Vanilloid receptors are important potential targets for the treatment of pain (Dray, 1995; Kress & Zeilhofer, 1999). The recent cloning of VR1 from rat DRG neurones (Caterina et al., 1997) was a major breakthrough, but only a limited pharmacological characterization of this receptor was undertaken (Caterina et al., 1997; Tominaga et al., 1998). The present study has confirmed and expanded this pharmacology, identifying for the first time in a homogenous recombinant system, apparent agonist-dependent aspects of the rVR1-mediated response. Furthermore, these data indicate that the pharmacology of rVR1 can account for some, but not all, of the putative vanilloid receptor subtypes previously identified pharmacologically in native tissues (Szallasi & Blumberg, 1999).

In the present study capsaicin increased [Ca2+]i in rVR1 expressing HEK293 cells, and this response was typified by an initial rapid onset which peaked at ∼30 s, followed by a gradual decline towards basal values. Such kinetics are consistent with those previously reported for the endogenous vanilloid receptor (Kress & Zeilhofer, 1999; Szallasi & Blumberg, 1999). Olvanil and PPAHV also evoked similar responses, again consistent with previous reports from native tissues (Szallasi & Blumberg, 1999). However, the RTX-induced Ca2+ response displayed different kinetics, with a markedly slower onset, peaking at ∼90 s, followed by a subsequent maintained phase. Similar differences in kinetics between RTX- and capsaicin-induced responses have been previously demonstrated in native tissues (Petersen et al., 1996) and Xenopus oocytes expressing recombinant rVR1 (Caterina et al., 1997). Furthermore, the magnitude of the maximum Ca2+ response induced by RTX was ∼20% greater than that induced by capsaicin, again in agreement with previous reports (Petersen et al., 1996; Caterina et al., 1997). Surprisingly, isovelleral, which has been reported to be a vanilloid receptor agonist in native tissues (Szallasi et al., 1996), had no agonist effect at any concentration tested.

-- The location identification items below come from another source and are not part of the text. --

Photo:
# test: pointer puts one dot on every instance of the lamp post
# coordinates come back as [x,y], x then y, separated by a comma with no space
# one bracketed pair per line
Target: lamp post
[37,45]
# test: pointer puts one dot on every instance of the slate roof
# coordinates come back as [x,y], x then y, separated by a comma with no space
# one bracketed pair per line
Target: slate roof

All the vanilloid-induced Ca2+ responses were concentration-dependent, yielding affinities and a rank order of potency generally in keeping with the established pharmacology of the endogenous receptor (Szallasi & Blumberg, 1999). However, as previously reported for the recombinant rVR1 (Caterina et al., 1997), RTX was only a few fold more potent than capsaicin, contrary to the several thousand fold higher affinity RTX displayed in binding studies in native tissues (Szallasi, 1994; Szallasi & Blumberg, 1996). Nevertheless, different binding sites on the vanilloid receptor for RTX and capsaicin have been proposed (Szallasi, 1997), and there is some evidence which suggests that the RTX-binding site is relatively unimportant in the activation of the cation channel (Szallasi & Blumberg, 1999). Moreover, a recent study has identified both these binding sites on cells expressing recombinant rVR1 (Szallasi et al., 1999). It is worth noting however that RTX was more potent than capsaicin in a 45Ca2+ efflux assay in DRG cells as well (Acs et al., 1996). Another important feature of the vanilloid-induced responses in the present study was that all the agonists tested displayed Hill coefficients of ∼2, indicative of positive cooperativity. Similar Hill coefficients have been obtained electrophysiologically for RTX and capsaicin in both recombinant (Caterina et al., 1997) and endogenous (Szallasi et al., 1993; Oh et al., 1996) systems. Interestingly, in native tissues PPAHV does not display cooperativity, but does activate two distinct currents (Liu et al., 1998). This apparent discrepancy most likely reflects differences in the experimental conditions. Indeed, the kinetics of the PPAHV-induced response in the current investigation indicate that only one current was activated in rVR1-HEK293 cells.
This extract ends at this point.